İstanbul`da AKP`li Başakşehir Belediyesi`ne bağlı Şahintepe Mahallesi`ndeki kentsel dönüşüme karşı bir açılan davalar sürerken, çok sayıda ev yıkıldı. Çetinkaya ailesinin mahalle sakinleriyle beraber evlerinin bahçesindeki nöbeti sürüyor. Dün akşam 112`nci kez tutulan nöbette Çetinkaya ailesi fertleri ve mahalleli, yaşadıkları sorunları ANKA Haber Ajansı`na anlattı.
“AİLE TEK BAŞINA OLDUĞU İÇİN TAHLİYE VE YIKIM SÜRECİ BAŞLATTILAR”
Şahintepe Barınma Hakkı Meclisi hukukçusu Korkmaz Aslan, yaklaşık 2 yıldır mahalledeki davalarla ilgilendiklerini belirtti. Çetinkaya ailesinin sorununun, 2022 Haziran ayında mahallede başlayan kentsel dönüşüm uygulamalarıyla meydana geldiğini anlatan Aslan, sözlerini şöyle sürdürdü:
“2022 haziran, 2022 aralık, 2023 haziran olmak üzere 3 ayrı meclis kararı var. Burada işte ilk başta 7 ada, akabinde 16 ada, daha sonra da 11 ada kentsel dönüşüme sokuluyor. Çetinkaya ailesi geçen senenin aralık ayındaki belediye meclis kararı kapsamında kentsel dönüşüm alanı ilan edilen yerde yaşıyor. Çetinkaya ailesi, Barınma Hakkı Meclisi`ne geldiğinde, bizlerle temas ettiğinde evinin etrafı metal bariyerlerle çevriliydi. O zaman daha burada belediye kendi yetkisini kendi şirketine daha devretmemişti bile. Bize geldiklerinde ilk hukuksuz uygulamaya karşı suç duyurusunda bulunduk. Hemen akabinde bu suç duyurusu sonrasında mecliste bir karar çıkardılar ve burayı da kentsel dönüşüm kapsamına aldılar ve daha sonra diğer vatandaşların bir şekil rızası üretildiği için ve imzaları alındığı için, Çetinkaya ailesi tek başına olduğu için ve çoğunluk da yasaya göre idare tarafından sağlandığı için tahliye ve yıkım süreci başlattılar.
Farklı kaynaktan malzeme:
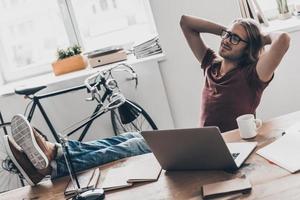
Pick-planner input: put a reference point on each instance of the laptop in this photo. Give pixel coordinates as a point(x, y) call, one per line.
point(196, 149)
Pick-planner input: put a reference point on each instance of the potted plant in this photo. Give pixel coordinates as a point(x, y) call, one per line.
point(69, 60)
point(283, 9)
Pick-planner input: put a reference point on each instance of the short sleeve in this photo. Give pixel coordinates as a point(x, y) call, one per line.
point(254, 79)
point(208, 58)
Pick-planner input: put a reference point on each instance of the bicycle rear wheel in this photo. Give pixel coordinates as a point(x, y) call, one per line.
point(131, 117)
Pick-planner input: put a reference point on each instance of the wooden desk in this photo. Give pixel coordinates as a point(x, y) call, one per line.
point(269, 181)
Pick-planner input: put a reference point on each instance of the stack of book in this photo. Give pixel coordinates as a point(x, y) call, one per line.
point(147, 48)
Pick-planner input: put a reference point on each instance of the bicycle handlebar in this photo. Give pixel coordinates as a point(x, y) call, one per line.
point(93, 88)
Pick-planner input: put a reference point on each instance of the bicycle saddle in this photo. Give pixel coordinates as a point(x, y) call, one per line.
point(29, 91)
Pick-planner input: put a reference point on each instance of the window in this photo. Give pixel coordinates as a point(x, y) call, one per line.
point(270, 9)
point(32, 30)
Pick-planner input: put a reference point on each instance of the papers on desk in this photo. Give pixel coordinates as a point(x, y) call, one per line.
point(145, 170)
point(285, 151)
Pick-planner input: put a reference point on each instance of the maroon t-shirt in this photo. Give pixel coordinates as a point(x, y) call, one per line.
point(226, 97)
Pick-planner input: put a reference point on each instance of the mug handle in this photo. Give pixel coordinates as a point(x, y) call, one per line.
point(258, 123)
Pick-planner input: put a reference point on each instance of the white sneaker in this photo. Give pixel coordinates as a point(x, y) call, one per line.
point(22, 133)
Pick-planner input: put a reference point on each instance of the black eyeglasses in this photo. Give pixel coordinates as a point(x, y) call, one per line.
point(233, 38)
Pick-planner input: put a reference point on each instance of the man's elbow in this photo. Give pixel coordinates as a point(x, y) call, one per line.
point(183, 21)
point(284, 39)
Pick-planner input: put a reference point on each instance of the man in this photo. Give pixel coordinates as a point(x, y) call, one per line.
point(35, 157)
point(236, 79)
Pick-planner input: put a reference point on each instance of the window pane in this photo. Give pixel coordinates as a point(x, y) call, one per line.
point(30, 33)
point(110, 22)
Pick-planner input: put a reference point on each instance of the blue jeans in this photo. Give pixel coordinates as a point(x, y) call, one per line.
point(85, 155)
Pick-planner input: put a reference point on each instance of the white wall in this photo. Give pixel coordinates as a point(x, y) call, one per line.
point(283, 94)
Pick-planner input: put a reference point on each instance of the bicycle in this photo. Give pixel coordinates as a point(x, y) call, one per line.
point(126, 115)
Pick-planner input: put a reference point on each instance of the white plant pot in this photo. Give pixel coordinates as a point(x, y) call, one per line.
point(283, 16)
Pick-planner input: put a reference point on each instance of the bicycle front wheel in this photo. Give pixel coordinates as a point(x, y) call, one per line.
point(131, 117)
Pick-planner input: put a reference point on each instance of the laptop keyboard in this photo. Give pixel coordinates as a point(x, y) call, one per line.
point(235, 155)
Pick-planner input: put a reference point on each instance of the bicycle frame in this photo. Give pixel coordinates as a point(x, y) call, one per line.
point(36, 103)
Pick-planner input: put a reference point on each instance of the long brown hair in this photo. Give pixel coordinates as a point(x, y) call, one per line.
point(255, 41)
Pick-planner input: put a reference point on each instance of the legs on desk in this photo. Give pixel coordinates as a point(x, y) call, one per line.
point(91, 154)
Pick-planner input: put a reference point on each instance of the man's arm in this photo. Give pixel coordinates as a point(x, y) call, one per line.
point(192, 27)
point(270, 59)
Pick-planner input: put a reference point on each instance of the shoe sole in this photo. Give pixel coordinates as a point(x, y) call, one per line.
point(14, 160)
point(21, 132)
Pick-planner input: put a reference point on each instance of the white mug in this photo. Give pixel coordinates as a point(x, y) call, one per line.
point(248, 125)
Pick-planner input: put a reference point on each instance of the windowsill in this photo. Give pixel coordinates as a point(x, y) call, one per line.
point(288, 25)
point(50, 78)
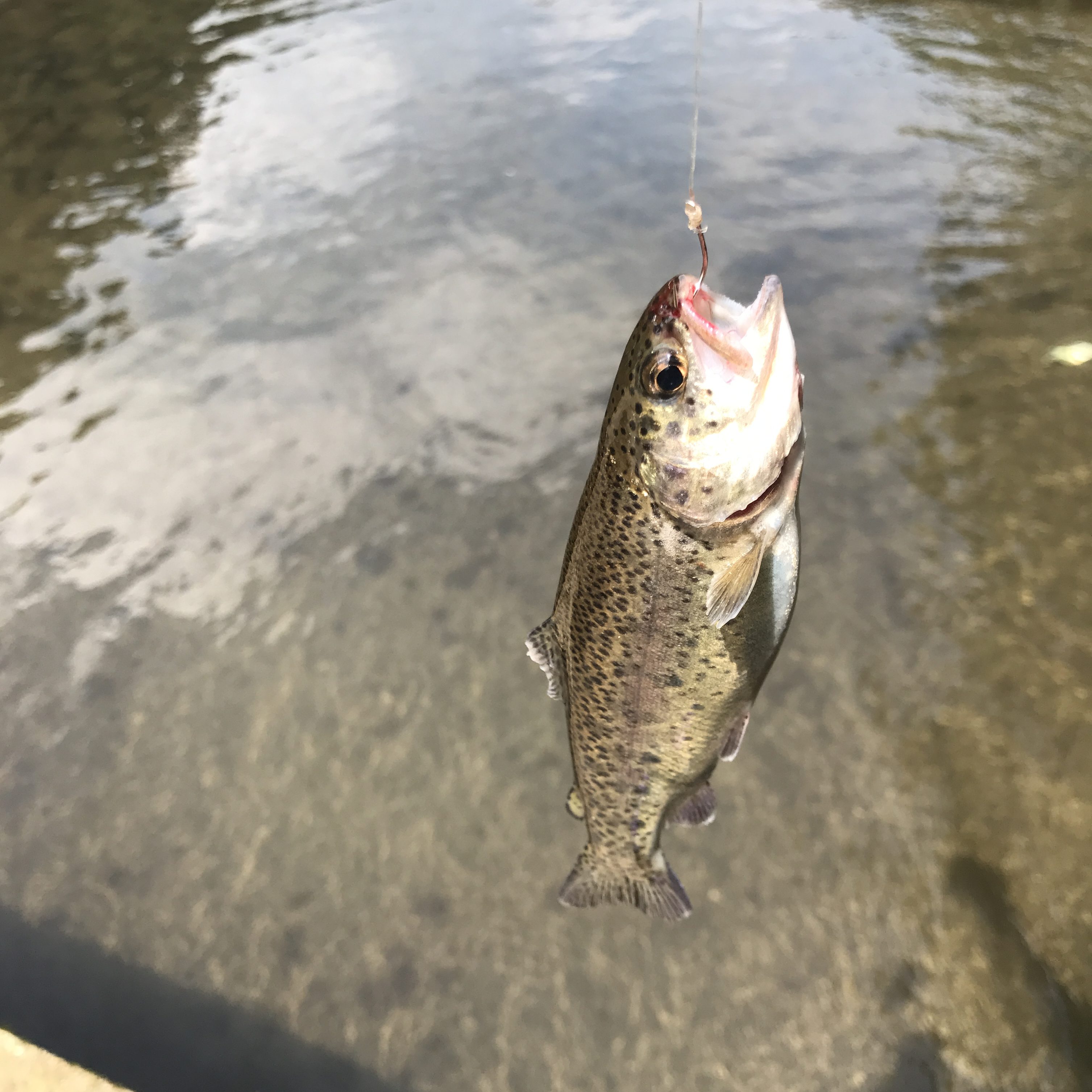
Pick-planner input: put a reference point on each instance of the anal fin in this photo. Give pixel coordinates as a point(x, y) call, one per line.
point(543, 649)
point(735, 738)
point(698, 810)
point(731, 587)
“ŞU ANDA BURADA YAPILAN BÜTÜN UYGULAMALAR HUKUKSUZ"
Çetinkaya ailesi, diğer komşuları gibi imar uygulamalarına dava açtı. Belediyenin kendi şirketine yaptığı yetki devri kararlarına karşı dava açtı. Bir davasında yürütmeyi durdurma kararı alındı, yani bu adanın olduğu belediye meclis kararının yürütmesi durdu. Ayrıyeten başka bir avukatın açtığı bir davada da iptal edildi. Aslında şu anda burada yapılan bütün uygulamalar hukuksuz. Yaklaşık 2 aydır bu adada ve bunun dışındaki 15 adada kentsel dönüşüm uygulama yetkisi Başakkent`in elinden mahkeme marifetiyle alındı. Verilen tahliye süreci dün (önceki gün) itibarıyla doldu. Bugün (dün) birinci günü. Her an tetikte bekliyor aile. Elektriklerinin ve sularının kesilmesiyle yüz yüzeler. Komşularının vermiş olduğu destekle evlerini korumaya, elektriklerinin ve sularının kesilmesini engellemeye çalışıyorlar. Hem satış hem de tahliyeyle ilgili açılan ayrı ayrı davalar var. O davalar da bir taraftan yürüyor fakat mahkemeler çok ağır işliyor. Yürütme durdurma taleplerimiz değerlendirmeye alınmıyor. Biraz da idareye zaman kazandırmış oluyor aslında mahkemeler, bilerek veya bilmeyerek ama Çetinkaya ailesi hem hukuki hem de fiili mücadelesini sürdürmeye ısrarlı.”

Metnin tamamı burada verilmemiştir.